Feet is for London, where I lived for more than 7 years. Feet – because I very briefly stood behind a bar and was possibly the worst barmaid in South East London. And feet – because this is where I really started finding my feet.

I fairly quickly got tempted over to the dark side from my first job as a technology journalist. And worked in PR and marketing roles at a London-based start-up, where we very quickly spent tens of millions of dollars in venture cap money, and very soon after the dotcom bust, had a bit less fun picking up the pieces.

What I learnt though was, in the same way that what goes up, must come down; what goes down is also very likely to come up again, eventually. And all along, if you keep your feet on the ground, there is opportunity.

So much for finding my feet. Eventually my feet started settling – you know like when you stand at the edge of the sea and your feet start slowly sinking into the sand?

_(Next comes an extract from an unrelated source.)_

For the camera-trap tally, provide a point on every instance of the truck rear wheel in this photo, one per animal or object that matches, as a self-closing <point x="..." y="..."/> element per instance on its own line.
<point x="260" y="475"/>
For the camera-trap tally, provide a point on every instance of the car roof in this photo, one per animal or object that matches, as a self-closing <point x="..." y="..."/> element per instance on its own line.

It was definitely time to play. I started making my way back home to Cape Town, with a stop along the way in Egypt to do my divemaster’s course. Now this is structured fairly similarly to the Toastmasters’ programme, with a number of tasks you need to finish in order to qualify. The thing was, while you were still in training – you got to dive as much as you liked. I stretched the length of that course as far as it would go, by simply refusing to do the last exercise – you had to float for 20 minutes or something – and managed to clock up a couple of hundred dives in one of the most beautiful places on the planet.

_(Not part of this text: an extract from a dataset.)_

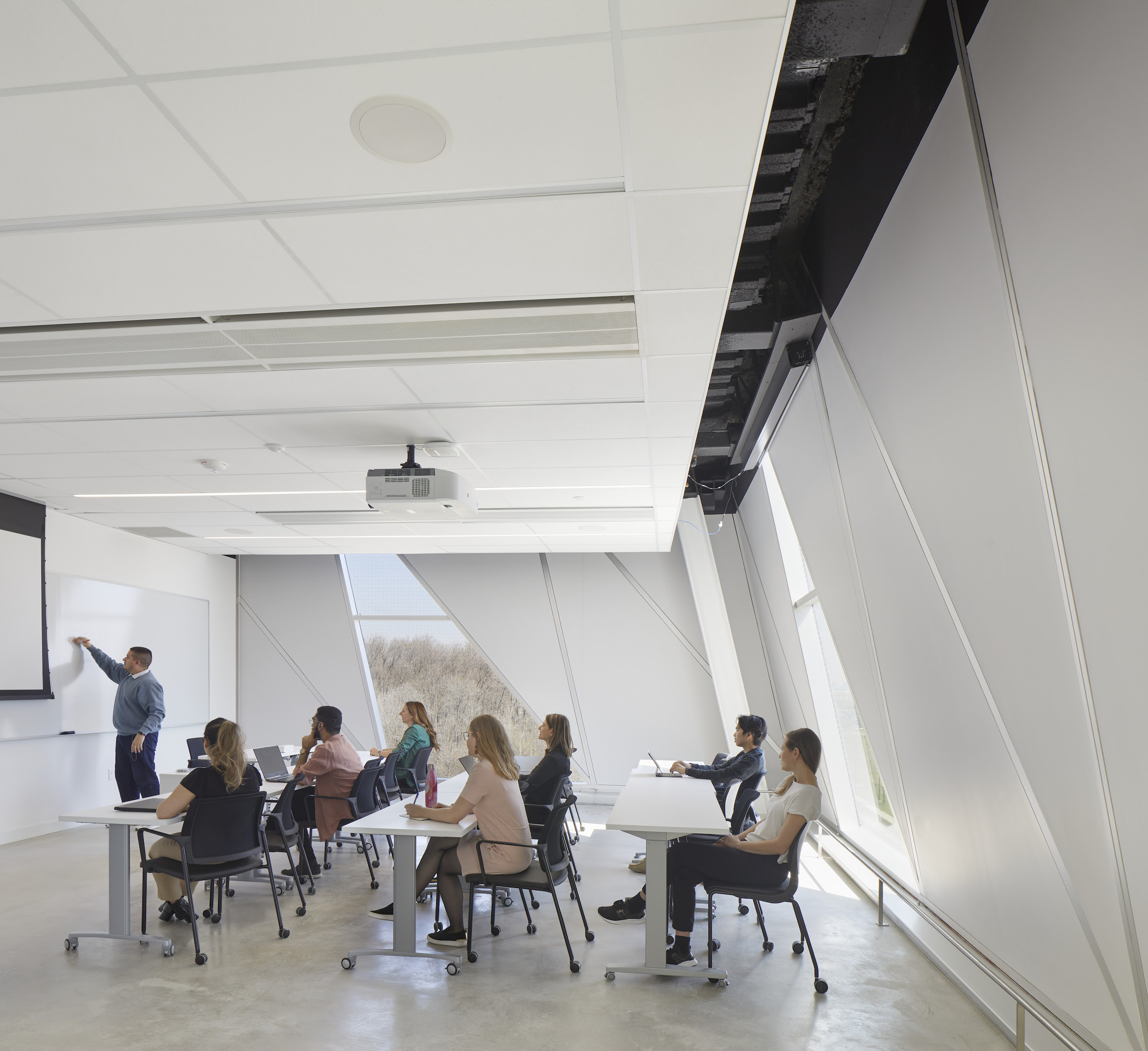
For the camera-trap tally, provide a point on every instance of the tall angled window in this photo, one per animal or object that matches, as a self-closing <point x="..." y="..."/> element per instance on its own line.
<point x="859" y="793"/>
<point x="416" y="653"/>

My all time favourite dive site is called Bells / Blue Hole just north of Dahab on the Sinai Peninsula. You kit up, balance your way over some slightly precarious rocks, and jump into a hole that is barely the size of a diver with all their gear on. A short tunnel leads to an open chimney that runs down the side of the reef for about 30 metres. It is called Bells because of the ringing sound the tanks make as the divers descend. There is a tiny tunnel section right at the bottom before you pop out to be faced with an infinite amount of blue ocean – it was like flying or being in outer space.

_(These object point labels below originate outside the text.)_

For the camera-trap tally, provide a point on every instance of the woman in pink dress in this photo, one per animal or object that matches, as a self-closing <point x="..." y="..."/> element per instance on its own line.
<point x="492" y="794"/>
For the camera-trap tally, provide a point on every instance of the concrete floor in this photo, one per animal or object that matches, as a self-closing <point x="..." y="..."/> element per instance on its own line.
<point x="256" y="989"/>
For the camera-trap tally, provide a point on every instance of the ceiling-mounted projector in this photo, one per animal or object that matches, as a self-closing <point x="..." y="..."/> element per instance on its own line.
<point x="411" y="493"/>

But sadly, as every five-year-old knows, playtime always comes to an end – and it was high time I came home and got a real “LIFE”.

Now I know I am more than slightly biased – but life in Cape Town is definitely for me.

You can almost see the energy and opportunity in the streets, and everyone has got something exciting on the go.
Early last year – and I do blame this on living in Cape Town – I came to the rather startling and quite profound realisation that I was almost totally unemployable – in a very good way though – working for someone else was just never going to work out for me – so I struck out as a freelance marketing consultant and haven’t looked back.

My start-up anecdote is that I naturally did not take my own good advice when I thought up my company name – coming up with it in about 2 seconds flat… Every morning when I left for my proper job I would say good-bye to my cats and tell them I was off to make some money, to buy you two cats some food … so it made perfect sense to name my company Twokats Communications.

So with sincere apologies to Elizabeth Gilbert for me taking rather too many liberties with her wonderful book – that was a short introduction to Vanessa Clark by way of FEET in LONDON, PLAYING in EGYPT and LIFE in CAPE TOWN.